Sometimes you have the card but can't dip/swipe:

  • Damaged chip and mag-stripe
  • Reader malfunction
  • Phone order with card in hand

Liability: Still yours. Network rules don't care why you keyed.

Best practice: If chip and swipe both fail, request different payment method or decline transaction.

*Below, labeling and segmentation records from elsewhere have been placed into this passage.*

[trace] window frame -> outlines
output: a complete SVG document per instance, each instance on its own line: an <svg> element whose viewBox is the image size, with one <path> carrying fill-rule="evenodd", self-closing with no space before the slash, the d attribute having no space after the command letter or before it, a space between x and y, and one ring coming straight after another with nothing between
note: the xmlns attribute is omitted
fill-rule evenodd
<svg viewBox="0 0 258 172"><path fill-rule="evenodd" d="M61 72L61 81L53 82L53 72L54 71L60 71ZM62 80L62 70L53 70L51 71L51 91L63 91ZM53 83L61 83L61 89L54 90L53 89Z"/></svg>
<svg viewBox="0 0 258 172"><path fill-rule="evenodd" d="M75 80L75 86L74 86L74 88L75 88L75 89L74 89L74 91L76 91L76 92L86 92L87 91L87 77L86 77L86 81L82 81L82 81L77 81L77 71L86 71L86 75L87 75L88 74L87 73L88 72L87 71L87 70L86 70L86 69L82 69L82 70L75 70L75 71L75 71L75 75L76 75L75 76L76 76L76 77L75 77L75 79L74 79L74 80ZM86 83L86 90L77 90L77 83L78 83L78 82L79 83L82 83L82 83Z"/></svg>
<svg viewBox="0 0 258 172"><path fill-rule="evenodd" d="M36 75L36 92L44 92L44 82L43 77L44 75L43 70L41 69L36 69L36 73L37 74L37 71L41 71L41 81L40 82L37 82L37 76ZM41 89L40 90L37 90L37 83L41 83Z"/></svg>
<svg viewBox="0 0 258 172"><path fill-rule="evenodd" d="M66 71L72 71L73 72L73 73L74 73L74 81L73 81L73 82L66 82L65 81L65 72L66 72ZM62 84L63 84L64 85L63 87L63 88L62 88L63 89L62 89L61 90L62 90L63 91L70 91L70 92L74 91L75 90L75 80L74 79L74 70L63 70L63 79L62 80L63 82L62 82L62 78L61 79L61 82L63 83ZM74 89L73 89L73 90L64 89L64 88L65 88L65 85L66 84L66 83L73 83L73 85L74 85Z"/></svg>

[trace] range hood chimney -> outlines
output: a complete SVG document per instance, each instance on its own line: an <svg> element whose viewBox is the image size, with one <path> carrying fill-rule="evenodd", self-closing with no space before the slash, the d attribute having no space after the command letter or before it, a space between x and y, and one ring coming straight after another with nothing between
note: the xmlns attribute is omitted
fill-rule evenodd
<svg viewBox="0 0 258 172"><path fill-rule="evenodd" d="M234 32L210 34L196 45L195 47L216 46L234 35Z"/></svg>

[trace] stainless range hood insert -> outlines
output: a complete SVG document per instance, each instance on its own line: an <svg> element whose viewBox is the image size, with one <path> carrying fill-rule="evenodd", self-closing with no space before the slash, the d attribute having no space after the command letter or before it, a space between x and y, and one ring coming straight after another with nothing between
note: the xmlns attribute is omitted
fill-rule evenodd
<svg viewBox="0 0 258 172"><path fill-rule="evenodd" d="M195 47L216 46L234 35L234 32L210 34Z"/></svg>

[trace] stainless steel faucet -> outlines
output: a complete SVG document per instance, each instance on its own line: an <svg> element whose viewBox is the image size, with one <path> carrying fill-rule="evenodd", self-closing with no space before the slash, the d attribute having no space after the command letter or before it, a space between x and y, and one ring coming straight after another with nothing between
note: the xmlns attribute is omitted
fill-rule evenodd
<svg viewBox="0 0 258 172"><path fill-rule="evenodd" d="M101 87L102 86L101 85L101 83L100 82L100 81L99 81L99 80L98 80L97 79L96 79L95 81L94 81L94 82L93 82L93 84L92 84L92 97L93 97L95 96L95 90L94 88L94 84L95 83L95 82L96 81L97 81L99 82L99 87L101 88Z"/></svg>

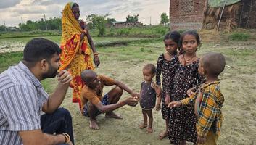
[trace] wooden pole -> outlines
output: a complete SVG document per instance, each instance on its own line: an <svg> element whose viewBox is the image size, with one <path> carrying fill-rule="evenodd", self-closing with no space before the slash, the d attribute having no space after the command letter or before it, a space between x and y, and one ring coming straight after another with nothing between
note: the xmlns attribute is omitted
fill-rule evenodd
<svg viewBox="0 0 256 145"><path fill-rule="evenodd" d="M45 22L45 24L46 24L46 30L47 30L47 24L46 24L46 14L44 14L44 22Z"/></svg>
<svg viewBox="0 0 256 145"><path fill-rule="evenodd" d="M4 31L7 32L7 26L5 25L5 21L4 20Z"/></svg>

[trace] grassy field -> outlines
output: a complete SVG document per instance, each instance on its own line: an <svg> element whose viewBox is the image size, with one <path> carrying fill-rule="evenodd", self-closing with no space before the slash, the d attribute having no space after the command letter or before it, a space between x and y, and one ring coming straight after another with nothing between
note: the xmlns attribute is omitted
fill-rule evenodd
<svg viewBox="0 0 256 145"><path fill-rule="evenodd" d="M243 33L244 31L236 33ZM242 41L229 39L228 36L232 33L219 34L202 31L200 33L202 45L197 52L199 56L208 51L218 51L223 54L226 59L225 71L220 76L225 103L223 108L224 122L219 144L256 144L256 33L247 31L246 33L251 36ZM234 37L241 36L243 35ZM24 39L28 40L26 38ZM59 41L55 36L49 38ZM94 38L96 42L111 42L119 38ZM9 41L12 44L12 39ZM146 63L156 64L159 54L165 51L162 41L157 39L135 41L127 45L97 49L101 65L96 71L123 81L136 91L139 91L143 80L143 66ZM0 54L0 72L17 63L21 58L21 51ZM43 84L46 91L51 93L57 81L54 78L47 79L43 81ZM111 87L104 88L104 92L110 89ZM71 94L70 89L62 106L67 108L73 117L76 144L170 144L168 139L157 139L165 126L160 112L153 111L154 132L152 134L146 134L146 130L139 128L139 124L142 121L139 105L135 107L125 106L116 110L117 114L122 115L123 120L106 119L103 115L99 115L98 122L101 129L92 130L88 127L88 119L80 115L78 105L71 103ZM125 93L121 99L127 96L128 94Z"/></svg>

Hotel and Rental Pre-Authorization

ScenarioLiability
Initial auth (check-in)Chip used = protected
Incremental authMay not require card-present
Final captureBased on original auth

Hotels and rentals have special rules allowing delayed/incremental charges. Liability depends on original authorization method.

Recurring Transactions

ScenarioLiability
Initial chip transactionProtected
Subsequent recurringMIT (merchant-initiated) rules apply
Stored credentialBased on original capture method

Recurring billing after initial chip transaction generally maintains protection, but rules are complex. Check with your processor.

Terminal Compliance

EMV Certification Process

StepDescription
1. HardwareTerminal must support EMV
2. SoftwareEMV application loaded
3. L2 certificationNetwork-specific testing
4. L3 certificationProcessor/acquirer testing
5. DeploymentActivated in production

Maintaining Compliance

ActionFrequency
Firmware updatesAs released
Certification renewalsPer network requirements
Security patchesImmediately
Reader cleaningWeekly minimum

Terminal Inspection Checklist

  • Chip slot clean and unobstructed
  • No overlays on chip slot or PIN pad
  • Tamper-evident seals intact
  • Firmware current
  • EMV enabled (not bypassed)

Regional and Network Variations

Visa

  • Liability shift effective October 2015 (US)
  • Gas stations extended to October 2020
  • Specific rules for quick service restaurants

Mastercard

  • Similar timeline to Visa
  • Specific rules for certain MCCs
  • Standin processing rules

American Express

  • Liability shift effective October 2015
  • SafeKey (3DS) for CNP liability
  • Different rules for OptBlue merchants

Discover

  • ProtectBuy for authentication
  • Similar chip liability rules
  • Smaller issuer base

Future: Tap-to-Phone

Emerging technology allows phones to act as terminals:

FactorStatus
TechnologyPhone accepts contactless payments
CertificationNetwork programs exist (Visa Tap to Phone, etc.)
Liability shiftGenerally applies
SecuritySoftware-based security model

Watch this space for evolving rules.

Scale Callout

VolumeFocus
Under $50k/mo CPEnsure terminals are EMV-enabled. Don't overthink.
$50k-$250k/mo CPMonitor fallback rates. Clean readers regularly.
$250k-$1M/mo CPTrack liability shift chargebacks. Investigate patterns.
Over $1M/mo CPDedicated terminal management. Regular certification audits.

Where This Breaks

  1. Assuming chip = protected. Terminal must be certified AND EMV enabled AND chip actually used. Check all boxes.

  2. Ignoring fallback rates. High fallback rates signal terminal issues—and potential liability gaps. Monitor and fix.

  3. Keyed transactions for "convenience." Every keyed transaction is liability exposure. Minimize ruthlessly.